Hell yeah, there’re tons of really knowledgable posters on Sitepoint, it’s why I keep coming back. And thanks :slight_smile:

That’s very much a designers view of landing pages IMO. My view is from a marketing perspective where the landing page is designed to make visitors do something very specific like give their email address, contact me or buy something.

I would class that as a “call to action” rather than a landing page (IMO), Landing pages are usually where someone ends up rather than where they were directed :slight_smile:

A landing page must have a call to action, that’s what makes it a landing page, I was right that we were seeing this from different perspectives.
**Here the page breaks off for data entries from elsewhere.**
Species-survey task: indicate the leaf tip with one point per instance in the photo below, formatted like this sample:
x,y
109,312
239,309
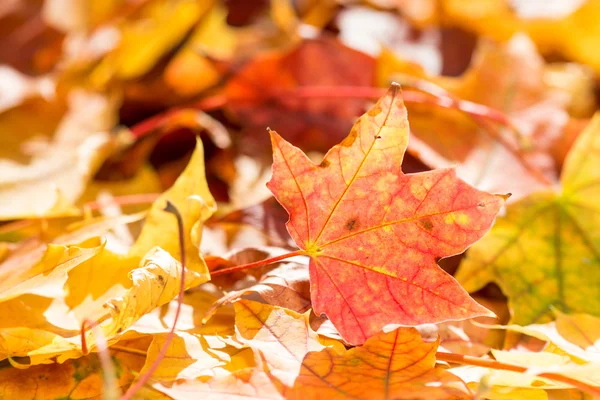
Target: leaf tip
x,y
505,197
This is from Sitepoint’s own Online Marketing PDF about landing pages:

Focus on One Objective

A landing page should focus on one primary objective—a call to action. Your call to action might be to encourage a visitor to order a specific product, sign up for a newsletter, or create a new user account on your site. You should ensure that

Turn Page Views into Profit

everything on your landing page is focused on encouraging that objective to be met—images, text, even the layout should help encourage the user to act.
Your visitor should find it easy to understand what it is that you want them to do. Your call to action should appear at the top, middle, and end of your landing page and should be clear and concise.

It then goes on to talk about testing and value propositions etc etc

A landing page isn’t simply a page that people land on, it’s a tool for acheving a very specific goal, or it should be if done properly. I would add ‘IMO’ except this isn’t my opinion, it’s a standard understanding of landing page design.

A landing page isn’t a landing page unless it’s tied to a specific advertisement and a specific goal.

If you want to learn about landing page design, testing and optimization, I recommend you sign up for the Marketing Experiments free weekly clinics. Often they run live optimization clinics showing how to run proper split and multivariate tests, how to analyze the statistics and ensure they’re meaningful, and show the before and after results of their tests optimizing landing pages for some of the web’s top retailers.

http://www.marketingexperiments.com/improving-website-conversion/b2b-landing-pages-optimization.html

A landing page isn’t a landing page unless it’s tied to a specific advertisement and a specific goal.

I guess this kinda explains it… why many sites seem to think Click To Enter is a Call To Action, lawlz.

This thread started out with a really simple question but it turned out really well and valuable.